If your desired book/magazine is available at your local library then this is by far the most sustainable option. One caveat – if you have to drive more than a few miles to the library then the sustainability benefit is lost due to emissions from your car.
If you already own an iPad or Kindle, then the impact of buying the e-version of a book, magazine or newspaper is much lower than the impact of the paper version you could order from Amazon or buy at Barnes and Noble.
Research published in the Guardian estimates the CO2e emissions of a newspaper or magazine range from 4-10 lbs, depending on the type of paper stock, whether it’s recycled or land filled, the energy efficiency of the paper mill, and the transportation distance. Similarly, the average CO2e emissions of a paper book are 9 lbs, according to the Green Press Initiative.
To incentivize readers to make this switch to more sustainable reading, one of our portfolio companies, Recyclebank, recently partnered with Barnes and Noble to provide reward points for switching to e-books.
If you don’t already own an e-reader, then you might be able to justify buying one for reading books/magazines more sustainably, but this depends on how many books/magazines you will read on it. So how many books/magazines does it take to offset the emissions of an iPad or Kindle and allow you to play Angry Birds free from carbon guilt?
Apple has published a detailed environmental analysis of the impact of the iPad and iPad2. They estimate the life cycle CO2 emissions of these devices to be 286 and 231 lbs, respectively. This is broken down in the figure below.
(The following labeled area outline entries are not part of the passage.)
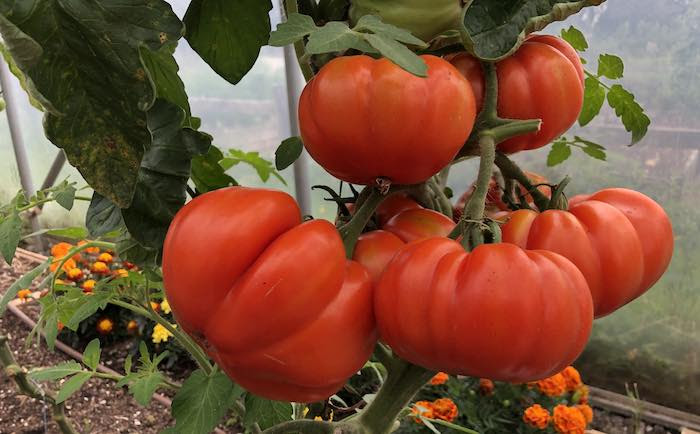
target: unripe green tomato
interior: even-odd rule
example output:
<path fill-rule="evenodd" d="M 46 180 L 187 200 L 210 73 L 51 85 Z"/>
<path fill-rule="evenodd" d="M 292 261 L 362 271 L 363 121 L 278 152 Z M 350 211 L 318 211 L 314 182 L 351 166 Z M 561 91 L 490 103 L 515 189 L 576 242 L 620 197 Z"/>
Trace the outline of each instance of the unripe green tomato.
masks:
<path fill-rule="evenodd" d="M 363 15 L 379 15 L 428 42 L 447 30 L 458 29 L 462 15 L 460 0 L 351 0 L 350 22 Z"/>

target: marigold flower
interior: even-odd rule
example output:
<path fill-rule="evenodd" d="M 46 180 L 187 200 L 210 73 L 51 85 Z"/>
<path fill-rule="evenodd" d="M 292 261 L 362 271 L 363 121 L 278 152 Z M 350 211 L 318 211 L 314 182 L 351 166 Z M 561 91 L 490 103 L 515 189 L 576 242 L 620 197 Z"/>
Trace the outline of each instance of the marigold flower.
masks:
<path fill-rule="evenodd" d="M 31 297 L 32 291 L 29 289 L 20 289 L 17 291 L 17 298 L 19 298 L 22 301 L 27 301 L 29 297 Z"/>
<path fill-rule="evenodd" d="M 74 282 L 76 280 L 80 280 L 83 278 L 83 270 L 78 267 L 71 268 L 70 270 L 66 271 L 66 277 Z"/>
<path fill-rule="evenodd" d="M 492 394 L 494 387 L 493 381 L 489 380 L 488 378 L 479 379 L 479 392 L 481 392 L 483 395 Z"/>
<path fill-rule="evenodd" d="M 151 334 L 151 339 L 153 340 L 154 344 L 159 344 L 161 342 L 167 342 L 172 335 L 173 334 L 170 333 L 168 329 L 166 329 L 160 324 L 156 324 L 156 326 L 153 327 L 153 334 Z"/>
<path fill-rule="evenodd" d="M 578 370 L 573 366 L 567 366 L 564 368 L 564 370 L 561 371 L 561 375 L 566 381 L 566 390 L 568 392 L 573 392 L 583 384 L 581 381 L 581 374 L 579 374 Z"/>
<path fill-rule="evenodd" d="M 114 328 L 114 321 L 109 318 L 102 318 L 97 321 L 97 332 L 101 335 L 107 335 L 112 332 Z"/>
<path fill-rule="evenodd" d="M 95 284 L 97 284 L 97 282 L 94 279 L 88 279 L 85 282 L 83 282 L 83 284 L 80 285 L 80 287 L 83 288 L 83 292 L 88 293 L 92 292 L 92 290 L 95 289 Z"/>
<path fill-rule="evenodd" d="M 168 303 L 167 299 L 164 298 L 163 301 L 160 302 L 160 310 L 165 314 L 170 313 L 170 303 Z"/>
<path fill-rule="evenodd" d="M 433 401 L 435 419 L 452 422 L 457 417 L 457 405 L 450 398 L 440 398 Z"/>
<path fill-rule="evenodd" d="M 93 262 L 90 266 L 90 270 L 96 274 L 107 274 L 109 273 L 109 267 L 102 261 Z"/>
<path fill-rule="evenodd" d="M 554 374 L 538 381 L 537 388 L 547 396 L 561 396 L 566 392 L 566 379 L 562 374 Z"/>
<path fill-rule="evenodd" d="M 561 434 L 584 434 L 586 417 L 576 407 L 559 404 L 554 407 L 554 429 Z"/>
<path fill-rule="evenodd" d="M 523 421 L 533 428 L 547 428 L 550 417 L 549 411 L 539 404 L 532 405 L 523 412 Z"/>

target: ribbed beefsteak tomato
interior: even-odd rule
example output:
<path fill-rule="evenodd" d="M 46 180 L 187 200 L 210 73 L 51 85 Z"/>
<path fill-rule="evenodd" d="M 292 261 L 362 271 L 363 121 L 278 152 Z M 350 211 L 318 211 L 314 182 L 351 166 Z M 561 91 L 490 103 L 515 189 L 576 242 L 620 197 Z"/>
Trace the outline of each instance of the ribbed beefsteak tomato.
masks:
<path fill-rule="evenodd" d="M 343 386 L 376 342 L 370 276 L 294 199 L 230 187 L 175 216 L 163 249 L 178 323 L 252 393 L 311 402 Z"/>

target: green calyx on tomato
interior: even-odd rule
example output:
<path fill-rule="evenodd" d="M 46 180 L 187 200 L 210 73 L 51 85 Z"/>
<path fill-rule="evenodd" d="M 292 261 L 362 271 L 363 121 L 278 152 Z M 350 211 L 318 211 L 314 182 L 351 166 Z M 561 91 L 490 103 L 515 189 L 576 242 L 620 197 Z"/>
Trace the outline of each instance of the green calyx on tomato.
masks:
<path fill-rule="evenodd" d="M 351 0 L 350 23 L 364 15 L 378 15 L 429 42 L 448 30 L 457 30 L 462 15 L 460 0 Z"/>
Comparing these emissions with the impact of paper books suggests that buying 20-30 e-books instead of paper books will offset the emissions from producing, shipping and using an iPad. In a 2010 New York Times opinion piece Daniel Goleman and Gregory Norris argue that when other factors such as health and societal impact are considered, one probably needs to offset 50-100 paper books with e-books to fully balance the impact of an iPad. If you also switch to receiving your newspapers electronically, the offset will happen much quicker. Substituting a daily delivered broadsheet for e-newspapers offsets the emissions of an iPad within a few months.
Unfortunately, the equivalent data for Kindle devices is not available. During its 2011 annual shareholder meeting, Amazon rejected a measure proposed by Calvert Asset Management for more disclosure on how the company deals with climate change. Amazon claimed that preparing a climate-change report would not be “an efficient use of time and resources.” For a company with $34B in sales to claim that it doesn’t have the resources to conduct a $100,000 LCA of its products isn’t credible and I suspect we’ll see some CO2e numbers from Amazon in 2012.
If you decide to buy a Kindle/iPad for reading e-books, magazines and newspapers, make sure to maximize its useful life. If you want to upgrade to the iPad3, Kindle Fire, or next Nook, that’s fine, but make sure to trade in your old device so someone else can continue reading e-books on the device. At Physic Ventures, we’re delighted to see another of our portfolio companies, Gazelle.com, experiencing fantastic growth providing exactly this type of consumer electronics recommerce service. Another sustainable, and cheaper, alternative is to buy a used device on Gazelle’s store.
If you decide to stick with paper books, check out some of the great new collaborative consumption companies, like swap.com, that provide access to a wide range of used books.